R-loops accumulate in Rnaseh1fl/−;Stra8-Cre leptotene/zygotene spermatocytes
To explore the dynamic changes in R-loop signals in Rnaseh1-deleted spermatocytes, we performed S9.6 CUT & Tag-seq of leptotene/zygotene spermatocytes in WT and Rnaseh1fl/−;Stra8-Cre (cKO) mice respectively. The biological replicates showed a high correlation and repeatability (Fig. S3A–C). The genomic distribution of the R-loop was similar to that of the WT in cKO spermatocytes (Fig. 5A), but the signal intensity at the promoter regions was higher than the WT (Fig. 5B). However, cKO spermatocytes showed significantly increased R-loop signals compared to WT spermatocytes (Fig. S3D). Overlap analysis of WT and cKO R-loop peaks showed that 950 peaks were shared between WT and cKO spermatocytes, but there were 716 cKO-only R-loop peaks and 177 wt-only peaks (Fig. 5C). In summary, 819 genes possessed a higher R-loop in cKO spermatocytes (Fig. S3E). Further analysis of the cKO-only peaks and the shared peaks showed that cKO R-loop signals were higher than those in WT L/Z spermatocytes in both peak regions (Fig. 5D-E), demonstrating the significant accumulation of R-loops in cKO spermatocytes. An example gene is displayed on a snapshot (Fig. 5F). Gene ontology analysis of these genes was significantly enriched in terms related to the regulation of mRNA metabolic processes and mRNA stability (Fig. 5G), which supports our conclusion that the R-loop is closely related to transcription in the meiotic process.
Rnaseh1 deletion resulted in transcriptional dysregulation in meiotic prophase I spermatocytes
To further explore the influence of increased R-loops on transcription, we performed RNA–seq analysis on WT and Rnaseh1-null spermatocytes at the leptotene/zygotene and pachytene stages. Gene expression levels were assessed as fragments per kilobase of transcript per million mapped reads (FPKM). All samples were analyzed in triplicate, and the replicates showed high correlations (Fig. S3F). As shown in the snapshot, there are no signals detected in the exon2 and exon3 of Rnaseh1, verifying the efficient Rnaseh1 knockout (Fig. S3G). The number of down-regulated genes was higher than that of upregulated genes in Rnaseh1-null spermatocytes at both stages (Fig. 6A-B), especially in the pachytene stage, and a total of 3,102 genes were down-regulated (Fig. 6B). Further analysis of the down-regulated genes in pachytene revealed that all of these 3,102 down-regulated genes displayed a similar pattern; they were upregulated from L/Z to P in WT spermatocytes, implying that these genes are physiologically essential genes during L/Z to P development (Fig. 6C). On the other hand, most genes related to DSB repair and the recombination processes were upregulated in Rnaseh1-null spermatocytes at the pachytene stage (Fig. 6D), presumably due to the compensation effect of unrepaired DSBs. Gene ontology analysis showed that downregulated genes in the pachytene stage were significantly enriched in terms related to germ cell development and reproduction (Fig. 6E).

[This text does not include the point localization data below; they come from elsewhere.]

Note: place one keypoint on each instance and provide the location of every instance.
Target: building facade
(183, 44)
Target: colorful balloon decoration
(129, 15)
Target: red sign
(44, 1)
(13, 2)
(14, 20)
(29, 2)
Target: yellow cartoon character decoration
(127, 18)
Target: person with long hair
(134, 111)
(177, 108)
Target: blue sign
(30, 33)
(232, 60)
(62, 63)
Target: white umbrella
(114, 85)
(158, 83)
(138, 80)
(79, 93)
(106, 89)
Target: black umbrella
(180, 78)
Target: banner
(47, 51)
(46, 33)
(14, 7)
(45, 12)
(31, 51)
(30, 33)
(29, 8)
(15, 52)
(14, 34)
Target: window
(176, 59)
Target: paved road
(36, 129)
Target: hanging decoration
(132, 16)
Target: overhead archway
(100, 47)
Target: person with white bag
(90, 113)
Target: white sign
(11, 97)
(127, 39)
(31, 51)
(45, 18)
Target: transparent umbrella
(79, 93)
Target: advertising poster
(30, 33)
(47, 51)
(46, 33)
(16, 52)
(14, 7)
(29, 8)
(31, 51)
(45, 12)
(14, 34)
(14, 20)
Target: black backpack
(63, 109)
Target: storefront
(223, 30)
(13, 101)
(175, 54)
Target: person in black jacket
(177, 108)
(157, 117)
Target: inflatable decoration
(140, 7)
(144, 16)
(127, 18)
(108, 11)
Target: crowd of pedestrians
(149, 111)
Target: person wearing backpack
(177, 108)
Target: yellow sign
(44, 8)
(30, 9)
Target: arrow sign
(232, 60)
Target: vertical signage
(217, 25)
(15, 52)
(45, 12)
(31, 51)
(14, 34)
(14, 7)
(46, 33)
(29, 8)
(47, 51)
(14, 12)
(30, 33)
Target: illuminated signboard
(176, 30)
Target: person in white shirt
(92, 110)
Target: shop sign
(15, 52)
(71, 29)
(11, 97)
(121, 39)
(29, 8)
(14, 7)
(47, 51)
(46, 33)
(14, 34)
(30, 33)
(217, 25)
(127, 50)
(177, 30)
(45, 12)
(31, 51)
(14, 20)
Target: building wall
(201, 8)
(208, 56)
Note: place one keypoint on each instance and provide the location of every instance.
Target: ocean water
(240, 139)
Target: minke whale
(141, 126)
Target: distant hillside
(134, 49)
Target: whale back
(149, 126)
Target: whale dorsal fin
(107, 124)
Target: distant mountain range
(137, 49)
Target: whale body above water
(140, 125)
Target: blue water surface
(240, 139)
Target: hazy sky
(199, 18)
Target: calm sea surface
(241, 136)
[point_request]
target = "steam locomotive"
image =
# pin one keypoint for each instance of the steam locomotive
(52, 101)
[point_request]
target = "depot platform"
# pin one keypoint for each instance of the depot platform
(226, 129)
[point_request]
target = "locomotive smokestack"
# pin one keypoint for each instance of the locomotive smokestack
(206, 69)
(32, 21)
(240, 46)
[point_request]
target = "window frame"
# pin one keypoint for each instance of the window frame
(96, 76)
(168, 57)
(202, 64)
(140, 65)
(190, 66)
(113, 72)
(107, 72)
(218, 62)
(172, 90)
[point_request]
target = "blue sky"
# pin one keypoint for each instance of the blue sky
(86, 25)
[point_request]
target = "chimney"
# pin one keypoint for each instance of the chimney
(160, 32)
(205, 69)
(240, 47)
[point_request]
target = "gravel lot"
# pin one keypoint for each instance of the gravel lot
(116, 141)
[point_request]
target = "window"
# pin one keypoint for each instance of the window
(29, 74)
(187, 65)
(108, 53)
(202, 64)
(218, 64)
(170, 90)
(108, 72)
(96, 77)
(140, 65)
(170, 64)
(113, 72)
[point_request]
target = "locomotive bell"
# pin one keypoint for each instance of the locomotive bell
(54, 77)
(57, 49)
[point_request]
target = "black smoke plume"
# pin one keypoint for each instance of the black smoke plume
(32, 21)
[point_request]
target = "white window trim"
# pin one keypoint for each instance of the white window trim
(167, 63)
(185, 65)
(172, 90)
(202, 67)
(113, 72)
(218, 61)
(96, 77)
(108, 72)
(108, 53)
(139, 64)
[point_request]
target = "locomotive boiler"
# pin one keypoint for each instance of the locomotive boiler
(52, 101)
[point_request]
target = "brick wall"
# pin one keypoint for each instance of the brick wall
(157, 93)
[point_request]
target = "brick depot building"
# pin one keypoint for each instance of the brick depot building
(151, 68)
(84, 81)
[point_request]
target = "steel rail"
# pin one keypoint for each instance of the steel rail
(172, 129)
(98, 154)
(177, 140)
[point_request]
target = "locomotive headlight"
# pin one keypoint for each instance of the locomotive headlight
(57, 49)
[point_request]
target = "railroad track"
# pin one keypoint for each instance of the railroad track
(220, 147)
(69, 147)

Further analysis showed 109 genes with accumulated R-loops in leptotene/zygotene but downregulated transcription in pachytene stages (Fig. 6F). Accumulated R-loop at promoter regions was accompanied by decreased downstream transcription in cKO spermatocytes (Fig. 6G). Additionally, visualization of several candidate genes that were previously reported to be critical for the meiotic process and spermatogenesis were presented (Fig. S4). Taken together, RNase H1 is essential for the meiotic process by removing R-loops in the DSB repair process, while safeguarding normal transcriptional processes. Most importantly, major changes during spermatogenesis of WT and Rnaseh1 null mice were deduced (Fig. S5).
Discussion
Currently, there are two popular technologies for R-loop mapping: one is DRIP-Seq and its derivative technology, whose principle is immunoprecipitation with the S9.6 monoclonal antibody followed by high-throughput DNA sequencing [12], [38]; Another one is R-ChIP, this method requires exogenous overexpression of catalytically inactive RNaseH1 but can bind to R-loop, and then through chromatin immunoprecipitation and performs high-throughput sequencing [39]. The most commonly used method relies on the S9.6 antibody. The S9.6 antibody equally binds the DNA.RNA heteropolymer and poly(I).poly(dC), but 100-fold higher levels of poly(A).poly(dT) are necessary for similar binding efficiency, which is a structural characteristic of the R-loop [40]. However, the second method relies on exogenous RNase H1 overexpression and is not applicable under physiological conditions, such as in vivo meiotic cells. In addition, exogenous overexpression of catalytically inactive RNaseH1 will interfere with the normal function of endogenous RNaseH1 and induce more R-loop accumulation. In our study, we optimized the CUT & Tag-seq of the S9.6 antibody for genomic R-loop mapping with just 50,000 cells per sample. For a long time, it is difficult to obtain a sufficient number of samples for deep sequencing is one of the obstacles in the field of germ cell research. The requirement of fewer cells makes it more amenable to other precious samples. We mapped the R-loop distribution at different developmental stages with FACS-isolated spermatogenic cells for the first time. To make a systematic comparison of the role of R-loop in meiotic cells, we also collected samples of spermatids for R-loop mapping but failed at library construction because the R-loop signals were too low to enrich. The chromatin condensation and transcriptional silencing in spermatids may be the reason, which partially reflects that the R-loop is closely related to transcriptional status. Owing to R-loops having an important impact on both physiological and pathological processes, we believe our data sources of R-loop profiling have broad interest to researchers in multiple fields.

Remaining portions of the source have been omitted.